Маша бросила на него быстрый взгляд.

– Ты так не считаешь, но дело не в этом. Так вот, высказал он мне всё и вроде как ждёт реакции. А на меня будто нашло что-то – сижу и молчу. Он подождал, потом говорит: «Ну, что? Могу ещё один…» И рассказал на этот раз настоящий анекдот: как агент разведки прыгал с парашютом… Потом… – тут Маша внезапно замолчала.
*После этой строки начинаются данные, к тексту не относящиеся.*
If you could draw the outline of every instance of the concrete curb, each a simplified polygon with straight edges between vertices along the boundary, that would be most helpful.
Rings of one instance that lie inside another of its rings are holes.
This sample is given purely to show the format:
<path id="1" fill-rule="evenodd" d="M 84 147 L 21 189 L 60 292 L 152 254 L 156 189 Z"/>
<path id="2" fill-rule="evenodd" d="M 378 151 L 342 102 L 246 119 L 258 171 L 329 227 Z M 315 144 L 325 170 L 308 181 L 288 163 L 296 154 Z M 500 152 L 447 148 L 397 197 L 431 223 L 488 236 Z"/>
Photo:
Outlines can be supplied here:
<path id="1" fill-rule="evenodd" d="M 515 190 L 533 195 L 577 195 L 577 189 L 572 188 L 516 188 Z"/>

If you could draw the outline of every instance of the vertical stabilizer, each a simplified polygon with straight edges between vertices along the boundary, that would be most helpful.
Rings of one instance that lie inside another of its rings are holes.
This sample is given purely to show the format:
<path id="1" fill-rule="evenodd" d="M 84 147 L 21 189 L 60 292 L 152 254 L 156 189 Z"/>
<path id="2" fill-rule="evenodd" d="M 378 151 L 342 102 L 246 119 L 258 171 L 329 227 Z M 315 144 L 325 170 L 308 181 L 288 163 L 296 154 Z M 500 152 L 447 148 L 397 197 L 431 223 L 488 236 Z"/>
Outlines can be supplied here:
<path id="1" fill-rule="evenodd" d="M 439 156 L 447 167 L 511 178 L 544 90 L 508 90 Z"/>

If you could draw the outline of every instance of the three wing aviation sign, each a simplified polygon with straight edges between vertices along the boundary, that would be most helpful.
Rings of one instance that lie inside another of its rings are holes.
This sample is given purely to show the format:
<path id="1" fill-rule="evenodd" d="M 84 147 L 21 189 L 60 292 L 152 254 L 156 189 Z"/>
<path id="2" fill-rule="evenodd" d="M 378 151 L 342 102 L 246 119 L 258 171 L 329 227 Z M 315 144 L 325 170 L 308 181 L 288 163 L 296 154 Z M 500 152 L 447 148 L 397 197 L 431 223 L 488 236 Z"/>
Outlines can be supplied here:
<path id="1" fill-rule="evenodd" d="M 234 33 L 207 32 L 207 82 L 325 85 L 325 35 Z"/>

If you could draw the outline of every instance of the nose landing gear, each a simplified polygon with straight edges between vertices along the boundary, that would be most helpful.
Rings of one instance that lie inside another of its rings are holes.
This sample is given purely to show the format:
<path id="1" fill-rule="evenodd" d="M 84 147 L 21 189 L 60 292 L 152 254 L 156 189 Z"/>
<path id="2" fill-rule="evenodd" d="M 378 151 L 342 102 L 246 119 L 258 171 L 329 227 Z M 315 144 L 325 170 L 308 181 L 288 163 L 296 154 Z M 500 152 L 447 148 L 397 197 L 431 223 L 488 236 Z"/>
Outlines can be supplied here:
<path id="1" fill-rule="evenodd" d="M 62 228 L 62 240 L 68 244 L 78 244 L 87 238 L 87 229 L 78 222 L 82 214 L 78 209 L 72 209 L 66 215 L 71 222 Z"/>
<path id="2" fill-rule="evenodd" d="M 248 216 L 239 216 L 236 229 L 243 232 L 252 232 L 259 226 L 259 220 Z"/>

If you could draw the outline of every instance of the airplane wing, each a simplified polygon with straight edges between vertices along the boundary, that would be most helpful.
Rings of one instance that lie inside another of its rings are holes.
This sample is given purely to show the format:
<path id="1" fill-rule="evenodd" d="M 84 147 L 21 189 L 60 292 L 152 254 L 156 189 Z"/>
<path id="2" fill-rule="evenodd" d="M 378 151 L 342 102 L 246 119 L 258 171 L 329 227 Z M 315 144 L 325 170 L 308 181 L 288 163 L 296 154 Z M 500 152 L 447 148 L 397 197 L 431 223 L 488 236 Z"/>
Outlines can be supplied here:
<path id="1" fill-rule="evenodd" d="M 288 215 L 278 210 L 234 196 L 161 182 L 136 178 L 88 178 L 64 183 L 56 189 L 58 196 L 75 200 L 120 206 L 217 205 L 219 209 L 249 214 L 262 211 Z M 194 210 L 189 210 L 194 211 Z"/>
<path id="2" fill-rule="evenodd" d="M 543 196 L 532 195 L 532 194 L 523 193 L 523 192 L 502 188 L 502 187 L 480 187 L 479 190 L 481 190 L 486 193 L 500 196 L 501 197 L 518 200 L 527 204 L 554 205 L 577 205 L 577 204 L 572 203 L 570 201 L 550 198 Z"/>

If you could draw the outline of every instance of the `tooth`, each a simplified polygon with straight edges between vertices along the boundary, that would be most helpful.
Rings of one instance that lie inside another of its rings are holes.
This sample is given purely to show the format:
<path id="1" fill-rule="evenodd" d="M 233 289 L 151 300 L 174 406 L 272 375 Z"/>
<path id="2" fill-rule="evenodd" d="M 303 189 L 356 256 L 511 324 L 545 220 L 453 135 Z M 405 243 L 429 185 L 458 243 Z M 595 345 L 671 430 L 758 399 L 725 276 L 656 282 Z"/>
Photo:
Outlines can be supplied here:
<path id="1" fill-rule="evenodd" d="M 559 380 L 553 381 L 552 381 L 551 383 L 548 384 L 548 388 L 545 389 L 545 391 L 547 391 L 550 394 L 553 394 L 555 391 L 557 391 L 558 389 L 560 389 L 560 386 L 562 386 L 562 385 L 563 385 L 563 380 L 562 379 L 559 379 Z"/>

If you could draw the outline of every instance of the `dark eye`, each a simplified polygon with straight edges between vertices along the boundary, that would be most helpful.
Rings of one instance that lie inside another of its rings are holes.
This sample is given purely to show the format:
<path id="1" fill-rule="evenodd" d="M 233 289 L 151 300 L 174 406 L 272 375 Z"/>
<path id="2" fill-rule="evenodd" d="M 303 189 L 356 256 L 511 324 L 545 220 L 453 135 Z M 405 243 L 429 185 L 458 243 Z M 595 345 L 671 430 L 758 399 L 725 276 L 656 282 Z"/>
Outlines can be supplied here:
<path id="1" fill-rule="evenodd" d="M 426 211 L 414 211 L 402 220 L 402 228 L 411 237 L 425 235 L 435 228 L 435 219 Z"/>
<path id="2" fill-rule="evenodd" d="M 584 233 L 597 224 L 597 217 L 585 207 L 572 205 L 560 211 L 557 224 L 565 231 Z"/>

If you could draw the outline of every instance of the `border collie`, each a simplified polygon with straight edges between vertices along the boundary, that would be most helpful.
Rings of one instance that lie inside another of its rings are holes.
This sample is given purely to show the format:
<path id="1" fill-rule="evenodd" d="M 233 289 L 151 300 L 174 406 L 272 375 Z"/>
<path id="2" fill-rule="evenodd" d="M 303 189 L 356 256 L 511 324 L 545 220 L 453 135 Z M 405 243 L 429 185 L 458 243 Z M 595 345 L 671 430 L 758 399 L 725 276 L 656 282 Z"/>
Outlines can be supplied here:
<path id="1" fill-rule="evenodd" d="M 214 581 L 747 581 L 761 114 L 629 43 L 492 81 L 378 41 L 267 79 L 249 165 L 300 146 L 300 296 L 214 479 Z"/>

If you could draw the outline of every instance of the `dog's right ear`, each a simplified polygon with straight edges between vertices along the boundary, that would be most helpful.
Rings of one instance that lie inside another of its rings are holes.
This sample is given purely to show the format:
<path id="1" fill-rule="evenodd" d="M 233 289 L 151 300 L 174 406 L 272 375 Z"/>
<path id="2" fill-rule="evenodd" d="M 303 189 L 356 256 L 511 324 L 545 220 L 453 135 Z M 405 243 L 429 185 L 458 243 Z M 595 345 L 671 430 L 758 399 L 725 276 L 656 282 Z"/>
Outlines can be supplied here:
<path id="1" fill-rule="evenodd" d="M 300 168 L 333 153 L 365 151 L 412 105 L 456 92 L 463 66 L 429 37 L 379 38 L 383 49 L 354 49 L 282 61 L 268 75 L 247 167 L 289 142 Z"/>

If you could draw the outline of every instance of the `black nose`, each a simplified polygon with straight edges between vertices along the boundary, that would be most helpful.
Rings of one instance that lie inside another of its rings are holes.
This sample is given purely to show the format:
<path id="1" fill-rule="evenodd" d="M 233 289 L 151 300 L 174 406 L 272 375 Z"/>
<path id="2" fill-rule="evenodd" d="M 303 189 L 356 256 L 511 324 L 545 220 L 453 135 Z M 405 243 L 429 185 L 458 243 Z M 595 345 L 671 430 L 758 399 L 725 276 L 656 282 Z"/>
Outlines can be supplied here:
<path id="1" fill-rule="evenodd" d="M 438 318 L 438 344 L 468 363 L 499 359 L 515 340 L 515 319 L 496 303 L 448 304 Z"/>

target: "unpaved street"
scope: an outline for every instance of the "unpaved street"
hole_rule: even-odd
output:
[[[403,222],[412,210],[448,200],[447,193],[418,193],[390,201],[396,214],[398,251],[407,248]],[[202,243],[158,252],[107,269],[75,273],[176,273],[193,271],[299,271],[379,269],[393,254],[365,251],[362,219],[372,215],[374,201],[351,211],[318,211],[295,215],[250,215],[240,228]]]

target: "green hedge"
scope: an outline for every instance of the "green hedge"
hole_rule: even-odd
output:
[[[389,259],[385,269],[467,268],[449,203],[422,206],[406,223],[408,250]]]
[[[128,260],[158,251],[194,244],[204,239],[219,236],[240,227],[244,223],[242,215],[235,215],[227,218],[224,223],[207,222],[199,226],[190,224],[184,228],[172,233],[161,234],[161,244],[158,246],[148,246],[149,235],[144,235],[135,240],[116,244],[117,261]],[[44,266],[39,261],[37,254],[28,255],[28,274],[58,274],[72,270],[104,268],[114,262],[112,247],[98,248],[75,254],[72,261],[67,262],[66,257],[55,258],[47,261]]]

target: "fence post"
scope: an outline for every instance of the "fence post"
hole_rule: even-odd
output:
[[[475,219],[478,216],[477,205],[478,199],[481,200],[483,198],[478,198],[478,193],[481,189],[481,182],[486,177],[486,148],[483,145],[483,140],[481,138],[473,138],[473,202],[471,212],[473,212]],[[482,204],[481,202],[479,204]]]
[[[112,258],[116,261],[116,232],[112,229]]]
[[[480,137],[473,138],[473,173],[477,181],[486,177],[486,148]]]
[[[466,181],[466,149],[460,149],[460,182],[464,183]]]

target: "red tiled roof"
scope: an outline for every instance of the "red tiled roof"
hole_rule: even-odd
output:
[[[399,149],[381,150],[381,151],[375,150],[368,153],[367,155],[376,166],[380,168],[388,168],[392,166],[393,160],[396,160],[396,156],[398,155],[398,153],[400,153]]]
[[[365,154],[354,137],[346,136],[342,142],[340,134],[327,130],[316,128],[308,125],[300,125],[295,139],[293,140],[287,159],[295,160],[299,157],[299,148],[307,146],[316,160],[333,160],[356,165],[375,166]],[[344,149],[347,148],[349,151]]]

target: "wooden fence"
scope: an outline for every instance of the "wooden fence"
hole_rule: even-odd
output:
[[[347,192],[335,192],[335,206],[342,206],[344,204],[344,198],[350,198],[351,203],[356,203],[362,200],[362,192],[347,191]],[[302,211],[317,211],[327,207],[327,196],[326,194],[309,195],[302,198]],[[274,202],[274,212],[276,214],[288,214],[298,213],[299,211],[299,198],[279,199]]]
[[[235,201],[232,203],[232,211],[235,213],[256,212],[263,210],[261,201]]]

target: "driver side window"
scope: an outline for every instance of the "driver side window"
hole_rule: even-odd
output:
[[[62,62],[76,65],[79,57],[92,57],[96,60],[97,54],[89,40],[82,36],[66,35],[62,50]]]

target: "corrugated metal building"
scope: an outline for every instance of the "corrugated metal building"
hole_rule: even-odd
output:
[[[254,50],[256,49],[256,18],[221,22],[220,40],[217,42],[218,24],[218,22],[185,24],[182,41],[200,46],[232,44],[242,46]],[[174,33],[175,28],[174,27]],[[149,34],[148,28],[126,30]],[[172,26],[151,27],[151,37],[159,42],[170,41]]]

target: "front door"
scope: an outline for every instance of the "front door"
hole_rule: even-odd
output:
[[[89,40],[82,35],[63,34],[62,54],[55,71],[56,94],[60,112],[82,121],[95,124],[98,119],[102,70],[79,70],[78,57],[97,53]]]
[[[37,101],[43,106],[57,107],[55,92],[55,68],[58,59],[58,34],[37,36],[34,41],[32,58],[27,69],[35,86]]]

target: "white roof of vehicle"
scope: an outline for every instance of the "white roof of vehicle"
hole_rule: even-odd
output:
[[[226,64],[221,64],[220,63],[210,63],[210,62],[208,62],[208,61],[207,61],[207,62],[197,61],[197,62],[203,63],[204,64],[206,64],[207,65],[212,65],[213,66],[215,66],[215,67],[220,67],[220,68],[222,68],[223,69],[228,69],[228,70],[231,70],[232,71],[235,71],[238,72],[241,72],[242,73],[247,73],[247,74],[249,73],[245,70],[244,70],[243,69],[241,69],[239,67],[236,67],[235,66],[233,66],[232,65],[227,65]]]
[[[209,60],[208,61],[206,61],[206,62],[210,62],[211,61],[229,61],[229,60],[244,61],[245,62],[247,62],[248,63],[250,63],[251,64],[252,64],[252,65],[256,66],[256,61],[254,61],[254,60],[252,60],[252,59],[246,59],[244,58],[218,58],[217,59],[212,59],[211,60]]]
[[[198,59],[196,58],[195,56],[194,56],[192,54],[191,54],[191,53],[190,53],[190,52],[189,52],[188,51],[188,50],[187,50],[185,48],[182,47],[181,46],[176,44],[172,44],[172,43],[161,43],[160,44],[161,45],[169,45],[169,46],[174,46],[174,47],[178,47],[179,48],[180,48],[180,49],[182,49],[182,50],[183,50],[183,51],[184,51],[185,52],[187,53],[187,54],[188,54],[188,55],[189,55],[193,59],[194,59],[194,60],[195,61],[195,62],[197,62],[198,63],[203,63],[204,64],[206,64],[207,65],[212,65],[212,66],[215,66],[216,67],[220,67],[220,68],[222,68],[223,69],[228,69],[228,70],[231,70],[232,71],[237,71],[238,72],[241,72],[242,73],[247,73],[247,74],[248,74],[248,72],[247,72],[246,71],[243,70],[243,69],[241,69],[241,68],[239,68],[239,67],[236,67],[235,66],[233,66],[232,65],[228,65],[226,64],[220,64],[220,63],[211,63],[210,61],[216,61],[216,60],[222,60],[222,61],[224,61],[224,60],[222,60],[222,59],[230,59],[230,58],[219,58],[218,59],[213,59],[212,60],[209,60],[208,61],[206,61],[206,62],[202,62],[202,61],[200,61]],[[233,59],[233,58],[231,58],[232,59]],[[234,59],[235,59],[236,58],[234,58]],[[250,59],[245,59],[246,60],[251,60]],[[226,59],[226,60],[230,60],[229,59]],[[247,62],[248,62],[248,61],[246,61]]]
Вообще-то потом она сказала, что ей пора, и они вышли в сени. Сладковский, извинившись, вернулся на минуту в дом за сигаретами. Когда он снова вышел в сени, Маша сидела на лавке, на коленях у неё лежала его штормовка, и она старательно обирала с неё колючки.

Он бросил небрежно:

– Спасибо, не стоит. Приду – почищу, – и потянул штормовку к себе, но Маша её не отпустила, сказала:

– Да сейчас, немного осталось…

Хотя колючкам ещё конца-края не было.

Она сидела, отдирала «собачки» и аккуратно складывала их на газету. Ему стоять у неё над душой надоело, и он тоже сел и стал ей помогать. Потом Маша с тем же сосредоточенным видом, так же старательно, может быть, только чуть осторожнее принялась обирать «собачки» уже не со штормовки, а непосредственно с него. Сладковский некоторое время сидел неподвижно, потом перехватил её руку с колючкой, снятой с его свитера, и сказал с запинкой:

– Я что-то… ничего не понимаю.

– Я тоже… не очень, – призналась Маша.

– Ты… мне можешь объяснить, зачем ты тогда?.. Ну, в воскресенье…

Маша слегка покраснела и ответила, что не знает. Сладковский фыркнул и заявил, что это, во-первых, смешно: ещё не хватало, чтобы сопливые девчонки выскакивали защищать его от хулиганов. Во-вторых, повод для сплетен. Ему-то лично наплевать, но ей?

– Мне… тоже, – помолчав, ответила Маша.

– Вот как? – он взглянул искоса, потом встал, подхватил её на руки и унёс в свою комнату.

С таким видом, словно так надо, иначе и быть не может. При этом она задела ногой газету с собранными колючками, и «собачки» рассыпались по полу.

Всё получилось просто, само собой, – куда сложнее было объяснить это Юлию.

Маша опять вздохнула и сказала, не поднимая взгляда:

– Потом я стала собираться домой. В сенях мы выяснили отношения и вернулись к нему… Как-то так.